Todd Cooper, director of special ministries of the archbishop, said the agreement with First Image reflects the unity and openness among Christians, and “should be celebrated as something that is significant for… Catholic-evangelical relations around the issue of life.
“We’ve made an important step forward,” he said. “Our hope is at some point, Care Net [will] allow signing the Apostles’ Creed in lieu of its statement.”
First Image continues to require all board members, staff, and regular volunteers to affirm the evangelical statement. “The gospel is the reason why we love our neighbor. We will not separate that from how we minister,” said Gadbaugh. “There are some who say we could save more babies if we downplay the gospel, and we just disagree with that.”

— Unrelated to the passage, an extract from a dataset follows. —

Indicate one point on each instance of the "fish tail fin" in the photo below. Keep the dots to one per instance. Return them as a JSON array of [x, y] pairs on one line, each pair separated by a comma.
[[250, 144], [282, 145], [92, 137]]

First Image’s success stories extend beyond choosing life to securing safe housing, reconciling with families, and overcoming addictions. This philosophy is echoed in Care Net’s mission to not be just pro-life, but pro–“abundant life.”
Care Net president Roland Warren sees far more theological unity than tension between Catholics and local Care Net centers, especially as their pro-life work broadens beyond abortion prevention. “I have found a strengthening relationship around not just the sanctity of life, but the sanctity of marriage and family as God designed,” he said. “Those things are forming a tighter relationship between Catholics and evangelicals.”
Warren pointed out that Care Net was formed 40 years ago at the prompting of Catholic leaders, who called on former Surgeon General C. Everett Koop and theologians Francis Schaeffer and Harold O. J. Brown to involve evangelicals in opposition to abortion.
“Care Net actually came about because Protestants and evangelicals were not engaged in the life issue,” he said. “Catholics had taken the lead on it. And when Roe v. Wade was passed, some Protestant denominations were pro-choice and many were silent. We had no real focus or engagement around the issue.” (Brown founded Care Net in 1975 as the Christian Action Council.)
Gadbaugh first became convicted on abortion through Koop and Schaeffer’s “How Should We Then Live” speaking tour, which stopped in Portland in the ’70s. Today he sees growing evangelical involvement in pro-life issues; but like Wendt and others, he also continues to see Catholics lead the movement through National Right to Life chapters and 40 Days for Life campaigns.
Focus on the Family president Jim Daly attended the March for Life—America’s largest pro-life rally—for the first time last year, as his organization and the Ethics and Religious Liberty Commission launched the first Evangelicals for Life conference. The event boosted evangelical attendance at the march, held each year in Washington, DC, around the Roe v. Wade anniversary.
“It’s our chance as committed, born-again believers to stand up and tell the world that the sanctity of life is something more than a political issue—that it is, in fact, an indispensable element of the gospel message,” stated Daly, who is scheduled to march again this year.
As evangelicals and Catholics partner more closely to minister to women with unplanned pregnancies, they are also more likely to stand side by side to rally for the cause. “There’s a vast difference, even over the past 10 to 20 years,” said Cooper. “We’re understanding and applying Christ’s call for unity.”